Course Number 1684
Professor of Mgt Practice Arthur I. Segel
Fall; Q1Q2; 3 credits
For students seeking a career in developing, or investing in real estate in emerging markets domestically and/or internationally. The course is for those students who are aware of the potential and the opportunity for investment returns in markets that are often perceived as too risky and/or too poor to generate either short-term or long-term profits.
- How to assess market context;
- How to distinguish between perceived risk and real risk;
- How to understand the role of the public sector;
- Howto reduce energy risk; and
- How to mitigate overall development risk including regional and project risk.
Content and Organization
Conceptual Framework: The course is divided into seven modules with special emphasis on international real estate.
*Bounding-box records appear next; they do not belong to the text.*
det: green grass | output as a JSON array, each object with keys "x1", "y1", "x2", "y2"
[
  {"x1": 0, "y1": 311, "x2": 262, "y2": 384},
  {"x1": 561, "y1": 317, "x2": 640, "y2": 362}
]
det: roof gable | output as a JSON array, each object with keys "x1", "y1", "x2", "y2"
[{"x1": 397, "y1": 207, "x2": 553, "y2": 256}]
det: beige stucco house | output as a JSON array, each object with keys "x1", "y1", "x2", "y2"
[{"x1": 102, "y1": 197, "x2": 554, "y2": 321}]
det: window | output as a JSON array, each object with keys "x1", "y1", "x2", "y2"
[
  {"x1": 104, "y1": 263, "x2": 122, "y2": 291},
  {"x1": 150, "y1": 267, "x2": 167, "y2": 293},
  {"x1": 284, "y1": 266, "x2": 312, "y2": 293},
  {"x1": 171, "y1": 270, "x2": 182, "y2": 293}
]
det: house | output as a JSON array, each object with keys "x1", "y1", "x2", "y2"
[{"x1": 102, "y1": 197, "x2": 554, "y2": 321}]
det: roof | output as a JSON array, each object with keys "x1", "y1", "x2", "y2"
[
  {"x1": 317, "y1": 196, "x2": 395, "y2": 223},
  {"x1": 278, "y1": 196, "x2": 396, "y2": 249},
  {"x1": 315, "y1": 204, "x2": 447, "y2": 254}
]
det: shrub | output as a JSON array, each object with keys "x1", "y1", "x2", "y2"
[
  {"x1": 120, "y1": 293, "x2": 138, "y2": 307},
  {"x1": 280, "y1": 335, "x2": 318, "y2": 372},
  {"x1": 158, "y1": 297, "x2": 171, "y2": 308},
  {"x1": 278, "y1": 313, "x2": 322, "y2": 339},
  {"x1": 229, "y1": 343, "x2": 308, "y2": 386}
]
The first module covers the analytic framework for real property development and investing, market analysis, the elements of joint ventures and partnerships, and basic financial analysis. Students will also gain an introduction to the general vocabulary of the business.
The second module examines each of the main commercial property types (office, hotel, industrial, retail, multifamily), including their general characteristics, market analyses and metrics used in evaluating and operating each of these asset types, and particular risks or opportunities with respect to these types of projects and buildings.
The third module reviews capital markets including private equity syndications and deal making, mortgages and real estate investment trusts (REITs). Examples illustrating the development process continue to be used throughout this and other modules to highlight both real estate development issues and choice of capital structure.
The fourth module is a special discussion of valuation techniques used for different property types as well as a discussion of institutional portfolio analysis and investing.
The fifth module focuses on negotiations and will include discussions on buying and selling assets, distressed properties, and debt.
The sixth module covers real estate development. Discussions will cover development in emerging markets, entrepreneurial projects, construction management, and development regulation and approvals.
The final module discusses important trends in the industry including sustainability, novel asset classes, globalization and opportunities in emerging markets, affordable housing, and infrastructure.
Real estate lends itself to case method teaching as virtually every subject requires quantitative and qualitative analysis, judgment calls, and development of a practical action plan. "Cold calling" is a frequent and important component of class.
There are at least three graded homework assignments and a final exam. Most homework assignments are required to be completed in groups. Additionally, polls will be used frequently and are considered an important aspect of class participation.
Textbook readings supplement the cases, while additional, optional books and readings are suggested for more exposure to theoretical concepts. Mini-lectures and a considerable number of technical notes are used throughout the course along with a tool-kit with materials for future use. The workload and preparation is above average for HBS EC courses. Students seeking advanced real estate modeling on Excel and ARGUS can attend optional afternoon classroom sessions. However, these skills will not be necessary for the Real Property coursework.